There's something in these testimonials that calls to mind my high school days at Christian bible camp. But when I look around at the fans, they're getting the message. This isn't a place for irony, nor cynicism.
“I feel like him sharing that with everybody opened our eyes," participant and San Ramon native Kylie Prentice tells me afterward. “I didn’t expect it to be so deep.”
This avenue of encouraging young people to address their personal needs is, to be sure, not entirely perfect. It’s debatable whether the youth who really need mental health care the most can be adequately reached by a short two hour large-group session tied to a pop show. And, at least in the workshop I attended, there was very little one-on-one or peer-to-peer interaction.
Bayer concedes that it’s a starting point; he says that getting young people talking about their issues at all is an important first step.

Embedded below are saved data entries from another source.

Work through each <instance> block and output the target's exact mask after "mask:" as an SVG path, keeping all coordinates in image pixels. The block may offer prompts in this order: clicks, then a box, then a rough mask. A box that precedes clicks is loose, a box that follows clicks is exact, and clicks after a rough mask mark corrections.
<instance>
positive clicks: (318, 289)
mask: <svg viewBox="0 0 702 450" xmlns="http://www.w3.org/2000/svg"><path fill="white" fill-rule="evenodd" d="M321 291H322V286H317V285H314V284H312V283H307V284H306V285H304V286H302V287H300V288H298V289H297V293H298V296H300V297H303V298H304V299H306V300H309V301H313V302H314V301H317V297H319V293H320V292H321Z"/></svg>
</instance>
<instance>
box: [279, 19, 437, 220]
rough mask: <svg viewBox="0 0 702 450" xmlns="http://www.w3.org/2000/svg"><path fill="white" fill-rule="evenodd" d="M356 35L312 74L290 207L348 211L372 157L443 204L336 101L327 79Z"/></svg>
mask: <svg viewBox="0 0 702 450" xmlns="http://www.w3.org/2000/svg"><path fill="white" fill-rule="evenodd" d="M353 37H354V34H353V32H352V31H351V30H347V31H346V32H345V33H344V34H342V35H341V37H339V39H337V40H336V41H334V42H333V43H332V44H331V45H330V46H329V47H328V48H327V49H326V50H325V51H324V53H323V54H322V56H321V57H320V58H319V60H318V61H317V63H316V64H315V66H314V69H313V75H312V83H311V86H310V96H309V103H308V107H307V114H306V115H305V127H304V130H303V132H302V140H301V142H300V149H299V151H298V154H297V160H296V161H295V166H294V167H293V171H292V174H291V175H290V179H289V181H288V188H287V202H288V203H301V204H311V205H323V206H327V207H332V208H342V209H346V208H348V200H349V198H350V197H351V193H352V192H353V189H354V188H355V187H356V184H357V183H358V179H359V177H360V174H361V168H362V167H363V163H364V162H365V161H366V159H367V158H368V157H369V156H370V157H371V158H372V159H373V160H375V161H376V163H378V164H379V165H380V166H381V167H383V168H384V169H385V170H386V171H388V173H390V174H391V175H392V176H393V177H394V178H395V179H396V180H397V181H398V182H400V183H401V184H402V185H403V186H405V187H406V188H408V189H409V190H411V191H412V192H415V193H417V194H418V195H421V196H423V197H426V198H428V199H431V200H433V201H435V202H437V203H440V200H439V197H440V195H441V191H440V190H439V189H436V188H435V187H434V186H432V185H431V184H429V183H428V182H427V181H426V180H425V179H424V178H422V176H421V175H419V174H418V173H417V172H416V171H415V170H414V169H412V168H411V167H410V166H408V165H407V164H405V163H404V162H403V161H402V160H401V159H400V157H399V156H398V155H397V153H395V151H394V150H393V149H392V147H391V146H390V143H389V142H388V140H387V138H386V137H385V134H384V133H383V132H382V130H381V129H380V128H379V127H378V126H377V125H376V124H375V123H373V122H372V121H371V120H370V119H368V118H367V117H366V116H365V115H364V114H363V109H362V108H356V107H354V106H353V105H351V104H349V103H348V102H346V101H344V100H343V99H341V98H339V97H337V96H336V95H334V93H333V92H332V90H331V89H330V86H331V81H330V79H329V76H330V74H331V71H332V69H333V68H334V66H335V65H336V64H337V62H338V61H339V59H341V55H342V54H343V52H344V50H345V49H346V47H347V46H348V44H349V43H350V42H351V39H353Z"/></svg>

“Everyone on this planet, from my experience, wants to be the best version of themselves,” he says. “So what we try to do on tour is give people that opportunity to get some tools to be a better version of themselves.”
After the session, Bayer and his crew offer advice to anyone interested about where to find help in their communities, and I find myself wondering if the point of this event will stick. For super fans like Tori Tatum, it has. She’s taking what she learned home.
“I’ve never had [mental health] conversations at home. It’s like taboo,” Tatum tells me, as attendees file out. “You can talk about physical pain or whatever, but, every time something mental comes up, the conversation is just shut off.”
Later, in Lovato’s dressing room, the singer says it's just that attitude she's hoping to turn around.
“The key is to make mental health mainstream," says Lovato. "We have to make it as mainstream as physical health. When you take care of your mind, everything else falls into place.”
If it seems like something of a messy, complex subject for a pop star who rose to fame on a squeaky-clean image -- it is. But at this point, Lovato says, what does she have to lose?
“I feel like anything is possible, and it’s my responsibility to use my voice as a platform for something more than just singing. If I can do that through mental health care, I want to."